Definition of a Buying Cycle

Written by Nick Stamoulis

A buying cycle is what customers typically pass through on their way to making a purchase. You are likely familiar with the experience even if you weren’t aware of the term. The buying cycle consists of the following stages:

Awareness: During the awareness stage of the buying cycle, a potential customer realizes they are in need of something, usually a product or a service. They see what you have to offer and think of it as a possibility. Your company did a good job at doing market research and promoting what you have to offer and got the potential customer interested.

Consideration: During the consideration stage of the buying cycle, a potential customer evaluates all the options available to them. If you are able to get across to a potential buyer how the product or service you are selling will benefit them, the chances of them buying from you are greatly improved. Advertising and public relations are a large part of your role in the consideration stage of the buying cycle.

Intent: During the intent stage, a potential buyer will be serious about making a purchase and begin to shop around to compare what other sellers have to offer and weight them against yours. They will consider what is being sold as well as how much they are selling it for. It is your job at this time to convince the potential customer that yours is the service or product they should choose.

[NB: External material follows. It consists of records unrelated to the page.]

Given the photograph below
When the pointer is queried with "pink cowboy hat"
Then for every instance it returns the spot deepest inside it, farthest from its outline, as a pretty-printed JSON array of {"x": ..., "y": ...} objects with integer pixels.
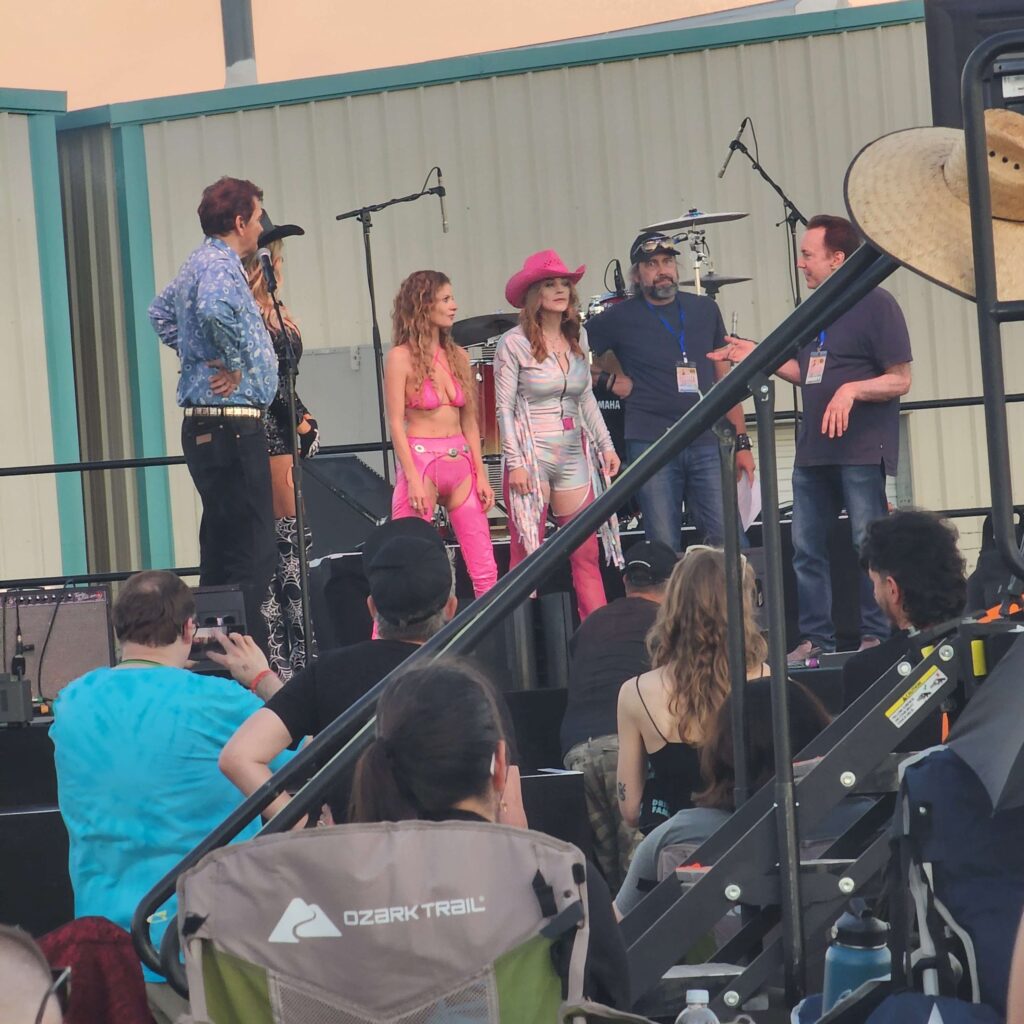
[{"x": 540, "y": 266}]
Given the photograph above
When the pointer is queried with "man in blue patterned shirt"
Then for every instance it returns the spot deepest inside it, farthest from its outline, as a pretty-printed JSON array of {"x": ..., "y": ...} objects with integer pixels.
[{"x": 228, "y": 377}]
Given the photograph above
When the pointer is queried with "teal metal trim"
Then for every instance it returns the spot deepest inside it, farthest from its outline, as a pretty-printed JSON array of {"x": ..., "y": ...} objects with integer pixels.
[
  {"x": 542, "y": 57},
  {"x": 33, "y": 101},
  {"x": 56, "y": 338},
  {"x": 135, "y": 232}
]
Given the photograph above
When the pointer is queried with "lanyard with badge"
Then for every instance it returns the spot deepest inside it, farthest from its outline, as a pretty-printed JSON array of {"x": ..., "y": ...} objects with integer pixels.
[
  {"x": 686, "y": 372},
  {"x": 816, "y": 364}
]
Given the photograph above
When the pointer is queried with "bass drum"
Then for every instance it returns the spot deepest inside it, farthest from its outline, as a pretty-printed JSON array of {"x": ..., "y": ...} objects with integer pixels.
[{"x": 599, "y": 303}]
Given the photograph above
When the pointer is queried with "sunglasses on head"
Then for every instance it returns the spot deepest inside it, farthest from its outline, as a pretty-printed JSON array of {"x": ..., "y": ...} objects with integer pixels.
[
  {"x": 711, "y": 547},
  {"x": 59, "y": 987},
  {"x": 652, "y": 245}
]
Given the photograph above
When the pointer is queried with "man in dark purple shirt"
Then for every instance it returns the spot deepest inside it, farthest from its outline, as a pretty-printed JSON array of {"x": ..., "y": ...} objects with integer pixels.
[{"x": 852, "y": 377}]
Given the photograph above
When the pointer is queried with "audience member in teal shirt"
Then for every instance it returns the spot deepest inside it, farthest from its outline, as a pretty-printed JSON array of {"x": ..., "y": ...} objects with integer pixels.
[{"x": 136, "y": 750}]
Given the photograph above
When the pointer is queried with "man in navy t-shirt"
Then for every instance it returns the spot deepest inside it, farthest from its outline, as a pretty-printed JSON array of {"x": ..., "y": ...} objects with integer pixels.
[
  {"x": 662, "y": 337},
  {"x": 852, "y": 377}
]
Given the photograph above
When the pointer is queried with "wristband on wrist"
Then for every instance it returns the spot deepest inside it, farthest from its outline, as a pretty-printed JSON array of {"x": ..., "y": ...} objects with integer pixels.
[{"x": 258, "y": 679}]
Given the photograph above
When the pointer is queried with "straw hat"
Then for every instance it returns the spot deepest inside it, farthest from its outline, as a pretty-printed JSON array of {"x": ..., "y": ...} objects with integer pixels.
[{"x": 907, "y": 195}]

Purchase: During the purchase stage of the buying cycle, a potential buyer has decided which service or product would suit their needs and price point. If you have been successful in getting across to them that your offer is the best for them and you can offer it at the right price, you have earned yourself a customer. To continue the buyer/seller relationship with your new customer, you will want to collect their contact information to stay in touch.

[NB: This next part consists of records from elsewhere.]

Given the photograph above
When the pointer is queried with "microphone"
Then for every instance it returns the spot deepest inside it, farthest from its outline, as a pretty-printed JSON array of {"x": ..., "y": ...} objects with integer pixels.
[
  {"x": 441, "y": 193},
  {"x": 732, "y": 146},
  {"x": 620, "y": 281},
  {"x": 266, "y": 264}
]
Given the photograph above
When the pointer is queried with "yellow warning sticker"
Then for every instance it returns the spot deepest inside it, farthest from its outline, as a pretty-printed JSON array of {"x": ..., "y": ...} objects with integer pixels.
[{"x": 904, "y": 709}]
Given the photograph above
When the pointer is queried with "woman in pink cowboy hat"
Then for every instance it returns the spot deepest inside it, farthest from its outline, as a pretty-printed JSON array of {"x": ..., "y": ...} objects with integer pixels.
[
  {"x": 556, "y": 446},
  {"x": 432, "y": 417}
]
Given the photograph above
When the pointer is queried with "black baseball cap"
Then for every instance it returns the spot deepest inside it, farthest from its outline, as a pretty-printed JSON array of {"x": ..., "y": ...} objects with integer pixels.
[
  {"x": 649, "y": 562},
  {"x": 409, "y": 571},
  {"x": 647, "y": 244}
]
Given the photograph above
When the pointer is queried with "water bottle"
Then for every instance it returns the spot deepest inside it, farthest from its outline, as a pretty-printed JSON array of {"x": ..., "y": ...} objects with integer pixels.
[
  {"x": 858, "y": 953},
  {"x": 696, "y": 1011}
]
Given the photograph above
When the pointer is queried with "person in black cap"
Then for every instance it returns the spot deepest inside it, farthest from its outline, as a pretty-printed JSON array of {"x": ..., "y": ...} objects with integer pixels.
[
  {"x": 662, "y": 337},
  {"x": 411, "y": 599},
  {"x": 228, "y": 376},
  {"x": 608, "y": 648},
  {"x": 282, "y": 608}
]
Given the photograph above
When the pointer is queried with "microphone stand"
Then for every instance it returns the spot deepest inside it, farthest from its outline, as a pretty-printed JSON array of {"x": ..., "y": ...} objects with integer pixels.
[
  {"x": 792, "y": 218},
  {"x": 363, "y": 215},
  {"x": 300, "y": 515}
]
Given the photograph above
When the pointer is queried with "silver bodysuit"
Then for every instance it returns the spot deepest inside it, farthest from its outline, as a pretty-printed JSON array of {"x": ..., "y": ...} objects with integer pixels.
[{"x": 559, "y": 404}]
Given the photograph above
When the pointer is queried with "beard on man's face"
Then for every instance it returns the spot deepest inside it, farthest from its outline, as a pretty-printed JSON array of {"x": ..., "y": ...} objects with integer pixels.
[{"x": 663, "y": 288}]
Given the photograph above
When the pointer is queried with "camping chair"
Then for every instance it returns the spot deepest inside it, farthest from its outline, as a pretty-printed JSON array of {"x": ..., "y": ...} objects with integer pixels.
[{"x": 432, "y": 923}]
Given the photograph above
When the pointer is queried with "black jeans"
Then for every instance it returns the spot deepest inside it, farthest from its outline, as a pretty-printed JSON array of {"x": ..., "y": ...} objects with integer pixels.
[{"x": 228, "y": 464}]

Repurchase: During the repurchase stage, the customer will reflect on if their decision to buy from you was a good one. They may ask themselves if it solved their problem, if it was worth the price, and whether they would buy from you again.

Now that you have a better understanding of the stages in the buying cycle, you might wonder what you can do to improve your ongoing success with buyers. Following up after a sale is always a good idea. You can offer your support, inquire about how they are doing with the product or service, ask if they have questions or concerns, and generally show customer care. Customers will look back on these moments when deciding to make future purchases.

In the long run, a buying cycle is very important to anyone who makes a living selling products or services. Successful companies manage to convert only a small percentage of potential buyers. The ones who have not yet purchased remain in the other stages of the buying cycle until they make the decision to buy or not.